Pro: A joint student account can be a convenient way to manage shared expenses while reducing monthly banking costs. It facilitates financial transparency and makes setting up recurring bill payments easy. 

Con: If your relationship sours, untangling your finances could become complicated. 

Since the second account holder can withdraw funds any time they wish, it’s crucial that you only open a joint account with someone you truly trust. 

In the same way, both parties are liable for any debts or fees incurred through the account, including overdraft balances, which may affect both of your credit scores.

Alternatives to a joint bank account

Joint accounts aren’t the only way couples manage their finances together.

Consider these alternatives if you’re not ready (or able) to open a joint account with your partner.

  • Add your partner as an authorized user on your credit card: Authorized users can spend up to your card limit, making it easier to share expenses even if you aren’t sharing a bank account.

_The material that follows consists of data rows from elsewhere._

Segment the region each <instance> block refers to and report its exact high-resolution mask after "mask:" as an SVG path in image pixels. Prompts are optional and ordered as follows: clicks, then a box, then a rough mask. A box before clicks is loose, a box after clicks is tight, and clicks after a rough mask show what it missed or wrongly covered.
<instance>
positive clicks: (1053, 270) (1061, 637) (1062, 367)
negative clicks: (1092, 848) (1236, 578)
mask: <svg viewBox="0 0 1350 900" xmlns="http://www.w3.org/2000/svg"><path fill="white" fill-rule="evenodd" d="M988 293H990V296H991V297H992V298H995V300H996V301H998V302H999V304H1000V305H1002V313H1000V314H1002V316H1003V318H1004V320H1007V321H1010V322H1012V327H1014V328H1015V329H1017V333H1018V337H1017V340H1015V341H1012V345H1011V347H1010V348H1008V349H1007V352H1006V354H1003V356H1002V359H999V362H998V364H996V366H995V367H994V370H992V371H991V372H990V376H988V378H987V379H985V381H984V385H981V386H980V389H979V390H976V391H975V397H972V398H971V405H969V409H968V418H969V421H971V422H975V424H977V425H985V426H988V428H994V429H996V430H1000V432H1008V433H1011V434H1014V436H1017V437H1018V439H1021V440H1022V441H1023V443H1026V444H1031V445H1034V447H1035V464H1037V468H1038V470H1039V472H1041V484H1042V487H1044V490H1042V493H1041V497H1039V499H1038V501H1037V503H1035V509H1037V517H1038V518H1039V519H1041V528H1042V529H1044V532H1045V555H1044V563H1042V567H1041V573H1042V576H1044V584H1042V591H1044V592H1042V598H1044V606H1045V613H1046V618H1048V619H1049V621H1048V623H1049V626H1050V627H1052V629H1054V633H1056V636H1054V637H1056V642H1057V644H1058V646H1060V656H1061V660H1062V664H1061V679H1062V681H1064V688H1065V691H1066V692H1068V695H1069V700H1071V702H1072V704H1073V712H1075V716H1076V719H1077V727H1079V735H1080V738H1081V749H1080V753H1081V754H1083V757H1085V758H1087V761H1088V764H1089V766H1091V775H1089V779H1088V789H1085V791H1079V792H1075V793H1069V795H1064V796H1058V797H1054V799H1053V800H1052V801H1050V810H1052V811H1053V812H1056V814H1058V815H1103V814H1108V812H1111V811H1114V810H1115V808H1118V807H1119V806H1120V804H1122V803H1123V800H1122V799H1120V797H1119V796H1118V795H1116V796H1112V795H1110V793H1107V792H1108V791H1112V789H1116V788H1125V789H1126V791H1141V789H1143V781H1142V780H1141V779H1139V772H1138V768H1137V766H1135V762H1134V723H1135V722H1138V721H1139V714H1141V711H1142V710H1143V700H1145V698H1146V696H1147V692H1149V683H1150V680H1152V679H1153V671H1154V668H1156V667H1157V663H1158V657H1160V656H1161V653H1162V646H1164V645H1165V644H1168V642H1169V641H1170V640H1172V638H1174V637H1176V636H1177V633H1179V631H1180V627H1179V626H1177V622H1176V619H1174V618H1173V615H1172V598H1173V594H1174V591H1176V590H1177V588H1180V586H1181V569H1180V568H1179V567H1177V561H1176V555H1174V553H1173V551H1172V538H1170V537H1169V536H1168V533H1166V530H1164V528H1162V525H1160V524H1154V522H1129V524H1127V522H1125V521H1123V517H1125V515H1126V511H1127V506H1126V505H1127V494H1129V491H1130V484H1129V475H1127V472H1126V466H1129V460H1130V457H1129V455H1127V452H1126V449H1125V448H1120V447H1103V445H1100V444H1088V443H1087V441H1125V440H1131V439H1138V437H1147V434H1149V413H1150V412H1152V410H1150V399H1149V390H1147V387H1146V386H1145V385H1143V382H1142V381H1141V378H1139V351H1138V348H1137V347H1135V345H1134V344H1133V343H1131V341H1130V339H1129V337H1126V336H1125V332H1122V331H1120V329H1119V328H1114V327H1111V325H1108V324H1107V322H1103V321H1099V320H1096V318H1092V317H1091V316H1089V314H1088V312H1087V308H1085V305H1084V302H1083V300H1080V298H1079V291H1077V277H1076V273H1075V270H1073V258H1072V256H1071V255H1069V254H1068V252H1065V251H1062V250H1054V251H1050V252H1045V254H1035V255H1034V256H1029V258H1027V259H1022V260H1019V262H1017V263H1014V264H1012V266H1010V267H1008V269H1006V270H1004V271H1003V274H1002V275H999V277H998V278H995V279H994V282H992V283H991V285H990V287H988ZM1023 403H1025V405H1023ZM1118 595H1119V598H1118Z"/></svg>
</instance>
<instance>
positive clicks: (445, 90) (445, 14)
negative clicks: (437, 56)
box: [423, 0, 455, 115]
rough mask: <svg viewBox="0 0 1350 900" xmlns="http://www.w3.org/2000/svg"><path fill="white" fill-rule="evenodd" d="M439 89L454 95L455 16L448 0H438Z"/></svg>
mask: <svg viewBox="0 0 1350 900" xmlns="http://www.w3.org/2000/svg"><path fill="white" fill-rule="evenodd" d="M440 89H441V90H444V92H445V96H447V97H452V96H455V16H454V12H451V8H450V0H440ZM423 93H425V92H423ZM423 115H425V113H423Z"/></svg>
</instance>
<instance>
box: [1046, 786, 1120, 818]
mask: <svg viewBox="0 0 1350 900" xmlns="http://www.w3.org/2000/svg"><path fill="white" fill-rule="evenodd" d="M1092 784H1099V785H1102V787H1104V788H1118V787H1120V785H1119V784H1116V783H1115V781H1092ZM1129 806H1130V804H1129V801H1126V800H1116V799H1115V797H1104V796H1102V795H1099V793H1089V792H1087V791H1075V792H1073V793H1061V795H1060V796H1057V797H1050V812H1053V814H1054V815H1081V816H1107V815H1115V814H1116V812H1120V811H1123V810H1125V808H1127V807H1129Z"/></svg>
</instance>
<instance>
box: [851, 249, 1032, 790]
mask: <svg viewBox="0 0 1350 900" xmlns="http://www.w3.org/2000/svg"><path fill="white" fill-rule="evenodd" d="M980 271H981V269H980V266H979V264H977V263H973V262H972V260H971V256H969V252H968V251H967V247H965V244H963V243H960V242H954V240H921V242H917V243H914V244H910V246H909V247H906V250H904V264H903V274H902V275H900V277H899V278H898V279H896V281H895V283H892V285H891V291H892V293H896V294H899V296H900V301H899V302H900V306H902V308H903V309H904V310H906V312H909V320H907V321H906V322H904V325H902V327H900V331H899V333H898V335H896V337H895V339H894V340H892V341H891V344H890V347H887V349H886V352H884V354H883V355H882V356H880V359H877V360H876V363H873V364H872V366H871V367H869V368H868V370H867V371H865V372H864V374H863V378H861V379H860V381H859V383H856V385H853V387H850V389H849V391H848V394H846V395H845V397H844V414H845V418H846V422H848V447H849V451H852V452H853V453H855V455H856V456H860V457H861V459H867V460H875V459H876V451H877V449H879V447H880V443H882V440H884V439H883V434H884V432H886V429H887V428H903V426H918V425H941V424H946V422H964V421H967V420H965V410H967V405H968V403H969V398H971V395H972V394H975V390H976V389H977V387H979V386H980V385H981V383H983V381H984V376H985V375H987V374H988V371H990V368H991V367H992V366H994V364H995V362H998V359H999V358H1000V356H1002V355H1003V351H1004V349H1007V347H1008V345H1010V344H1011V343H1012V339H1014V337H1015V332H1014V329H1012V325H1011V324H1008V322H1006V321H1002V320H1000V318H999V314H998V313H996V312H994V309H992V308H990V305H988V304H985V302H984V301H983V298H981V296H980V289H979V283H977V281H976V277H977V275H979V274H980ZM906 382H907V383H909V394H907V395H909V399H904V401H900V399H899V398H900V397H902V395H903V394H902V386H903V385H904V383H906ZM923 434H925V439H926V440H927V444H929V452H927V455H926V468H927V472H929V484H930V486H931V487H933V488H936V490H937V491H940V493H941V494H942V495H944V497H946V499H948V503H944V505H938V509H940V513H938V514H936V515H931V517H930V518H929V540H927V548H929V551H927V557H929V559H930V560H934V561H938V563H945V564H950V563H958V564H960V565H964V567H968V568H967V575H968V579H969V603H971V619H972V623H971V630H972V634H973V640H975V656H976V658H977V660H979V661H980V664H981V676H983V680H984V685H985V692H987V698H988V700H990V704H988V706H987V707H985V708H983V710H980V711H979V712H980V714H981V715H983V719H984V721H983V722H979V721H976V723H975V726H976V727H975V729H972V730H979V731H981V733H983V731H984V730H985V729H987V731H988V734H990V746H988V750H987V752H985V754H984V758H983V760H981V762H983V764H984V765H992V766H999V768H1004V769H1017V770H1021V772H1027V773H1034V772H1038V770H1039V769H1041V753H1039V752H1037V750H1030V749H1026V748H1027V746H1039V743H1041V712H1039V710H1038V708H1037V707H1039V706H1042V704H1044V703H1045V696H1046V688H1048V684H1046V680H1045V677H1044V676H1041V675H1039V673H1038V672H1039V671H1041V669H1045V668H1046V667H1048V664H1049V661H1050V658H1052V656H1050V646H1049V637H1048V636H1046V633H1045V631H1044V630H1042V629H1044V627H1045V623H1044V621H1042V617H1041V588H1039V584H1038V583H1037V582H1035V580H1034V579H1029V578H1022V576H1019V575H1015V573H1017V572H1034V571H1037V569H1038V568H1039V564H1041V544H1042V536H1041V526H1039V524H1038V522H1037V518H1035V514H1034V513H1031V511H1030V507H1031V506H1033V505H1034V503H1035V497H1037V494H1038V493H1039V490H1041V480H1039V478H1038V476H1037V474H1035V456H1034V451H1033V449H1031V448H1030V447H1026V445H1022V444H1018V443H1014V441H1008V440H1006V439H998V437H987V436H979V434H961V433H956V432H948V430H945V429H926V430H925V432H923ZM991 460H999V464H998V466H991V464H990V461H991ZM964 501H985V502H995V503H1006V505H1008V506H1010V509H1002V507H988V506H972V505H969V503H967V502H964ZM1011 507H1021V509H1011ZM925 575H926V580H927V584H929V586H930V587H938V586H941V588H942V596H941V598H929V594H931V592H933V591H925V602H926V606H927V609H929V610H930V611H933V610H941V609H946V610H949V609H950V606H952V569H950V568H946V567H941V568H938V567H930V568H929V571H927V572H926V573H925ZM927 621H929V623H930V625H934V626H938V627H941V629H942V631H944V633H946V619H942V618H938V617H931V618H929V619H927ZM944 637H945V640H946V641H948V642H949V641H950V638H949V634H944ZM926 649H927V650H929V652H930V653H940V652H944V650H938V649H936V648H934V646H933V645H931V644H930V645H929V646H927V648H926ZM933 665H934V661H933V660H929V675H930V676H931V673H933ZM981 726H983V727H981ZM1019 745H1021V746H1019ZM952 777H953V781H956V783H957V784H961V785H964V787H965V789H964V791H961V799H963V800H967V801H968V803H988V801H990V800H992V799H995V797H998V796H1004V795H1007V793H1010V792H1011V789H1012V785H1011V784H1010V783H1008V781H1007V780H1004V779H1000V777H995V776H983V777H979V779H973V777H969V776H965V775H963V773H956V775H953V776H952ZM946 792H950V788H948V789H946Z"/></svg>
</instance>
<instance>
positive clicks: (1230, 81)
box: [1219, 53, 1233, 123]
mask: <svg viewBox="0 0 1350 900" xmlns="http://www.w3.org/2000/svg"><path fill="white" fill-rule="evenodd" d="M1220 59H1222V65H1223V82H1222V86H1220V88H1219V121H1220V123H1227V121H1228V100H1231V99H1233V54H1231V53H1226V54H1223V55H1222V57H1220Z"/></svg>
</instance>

You can use your credit score to help your partner build theirs through this arrangement. Just be aware that you are responsible for any debt an authorized user accumulates. 
  • Create a joint budget: Developing a budget won’t facilitate money management the way a shared account would, but it can ensure you and your partner are on the same page about managing finances. Using a budgeting app or a shared spreadsheet makes it easy to maintain transparency and create a unified financial plan. 
  • Use a shared prepaid card: Prepaid cards function similarly to debit cards in that they are backed by cash. You do not have to pass a credit check to open one, and they may require less documentation than opening a bank account. Loading a prepaid card that you share with your partner ensures they can access funds to make purchases and pay bills in Canada.